AbstractChiral hybrid perovskites (CHPs) with inherent chirality, dimensional tunability, and excellent semiconducting features are proved to be an ideal platform to study spin and helicity‐related physical phenomenon. However, due to their intrinsic thermodynamic unfavorability, there are many CHPs with exotic structures, such as superlattice‐type 2D heterostructures, which are covered by their transient lifespan caused by phase instability during the crystallization process. This limitation hinders the attempt to further explore and understand the chiral structure‐function relationship. Here, CHPs (R/SCPEA)2PbI4·(R/SCPEA)2FAPb2I7 (R/S1‐2, R/S‐CPEA = (R/S)‐1‐(4‐chlorophenyl)ethylammonium FA = formidinum) is obtained with asymmetric multiple‐quantum‐well architectures through kinetically‐controlled self‐assembly.
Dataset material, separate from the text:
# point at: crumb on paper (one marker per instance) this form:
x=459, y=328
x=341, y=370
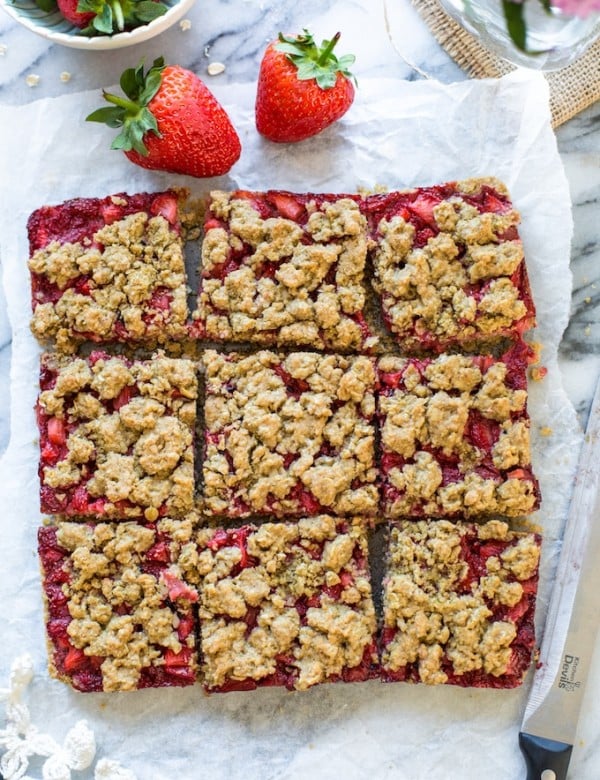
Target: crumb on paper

Structural analysis identified the unique natural monolayer‐bilayer recurring heterostructures of 1–2 with sub‐nanometer accuracy and potentially non‐degenerate chiral environment. Such novel structures in 1–2 provide them fascinating multiple absorption‐emission features. Meanwhile, the chirality of 1–2 is confirmed by vibrational circular dichroism and angle‐dependent photocurrent measurement, provoking its potential in chiral optoelectronic devices. The work extends the understanding of CHP growth and will stimulate further exploration and synthesis of extraordinary chiral heterostructures, which may pave the way for the development of chiral optoelectronics and spintronics.